Ses musettes ? Tiens, c’est vrai, il avait des musettes avec un jambonneau, un gâteau de riz, tout un garde-manger préparé soigneusement. Mais il se tâtait en vain… plus rien sur lui.

— Ça, c’est rigolo ! dit-il simplement.

— Oui, ça c’est rigolo ! reprit Grandgoujon.

Et du ton le plus naturel le soldat fit :

— C’est que je les a perdues… Ah ! ben va, t’en fais pas… on vient de s’appliquer un rude boulot !…

— C’est vrai, dit Grandgoujon, qu’il n’y a pas à s’en faire.

Mais la femme avait un tremblement.

— Comment t’as pu les perdre ?… T’as-t-il pris le métro ?

— Oui, oui, on a pris le métro, dirent en chœur le soldat et Grandgoujon.

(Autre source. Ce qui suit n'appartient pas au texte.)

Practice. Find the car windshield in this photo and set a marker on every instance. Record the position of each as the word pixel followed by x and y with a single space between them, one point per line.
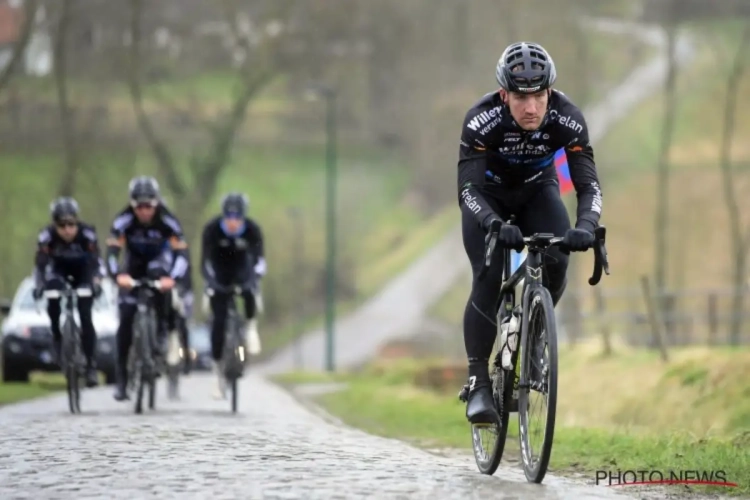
pixel 25 299
pixel 200 339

Il y avait foule dans cette gare. Un agent grogna :

— Circulons ! Vous partez, vous ?

— Pas moi, dit vivement Grandgoujon.

L’autre salua :

— C’est moi, M’sieur l’Commissaire.

Sa femme essayait de le retenir et de protester :

— Enfin… tes paquets ?

Il répéta encore : « T’en fais donc pas ! » ; il franchit la barrière, et avec une figure joyeuse, il agita les bras, cria : « Ohé ! Ohé ! », perdit de vue sa femme qui fut prise dans un remous, aperçut seulement Grandgoujon avec le petit, et mettant ses mains en porte-voix :

— On les aura ! cria-t-il.

— Bien sûr qu’on les aura ! répondit Grandgoujon.

— Et si on les a pas, fit le soldat, on les laissera !… Et tu parles d’un blair qu’ils f’ront !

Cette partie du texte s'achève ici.